The office crew get out to help with the shearing two times a year, and we also all get together to ski, hunt, and hang out. It’s very important for both teams to be knowledgeable about the other side of the company.
Producing wool domestically is one thing, but to get it spun into yarn and sewn into clothing is a whole other challenge. Can you talk about what the Sheep-to-Shelf process is and how it came to life?
Almost all wool companies have the same fabrics, all made by the same two or three Asian suppliers. We start with the fiber, right off the sheep’s back, then sort the fibers at the ranch, each for a specific end use. This is the start of the Sheep-to-Shelf process. This assures the right fiber will be used for the best application in a fabric and of course a garment. The socks will use a different wool fiber than a tee shirt.
From there we spin many different yarns, and knit six custom-made fabrics unique to Duckworth. Starting with our wool DNA, the fabrics all feel and perform differently than the commodity fabrics bought off the shelf.
We also custom dye and finish each fabric, so it’s really a very boutique process, even though we produce thousands of yards of fabric. The sewing of the garments is the last step, and we work closely with the sewers to build the best clothes possible and find ways to develop the next generation of Duckworth gear.
How do you see Duckworth being able to scale into the future and grow, while remaining focused on conservation and land use?

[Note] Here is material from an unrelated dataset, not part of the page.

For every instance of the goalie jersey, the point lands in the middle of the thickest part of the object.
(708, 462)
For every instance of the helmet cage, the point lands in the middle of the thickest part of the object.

The ranch has been growing wool for almost 100 years and selling the genetics to other wool growers around Montana and the West for about 40 years. Over the years we have been building relationships with other wool growers to improve the quality of the fibers, and the shearing and handling of the fleeces. One of the objectives of Duckworth as we grow is to begin to include other wool growers into a wool cooperative.
All these smaller operations will contribute to our quality wool clip and help us scale as we grow. We are not interested in the mega wool farm, but prefer many smaller, family-owned, community-oriented wool growing families to provide wool and knowledge for the long run. One of our main objectives is to help sustain the health of small wool growers and communities around the US, from wool growing to manufacturing quality products.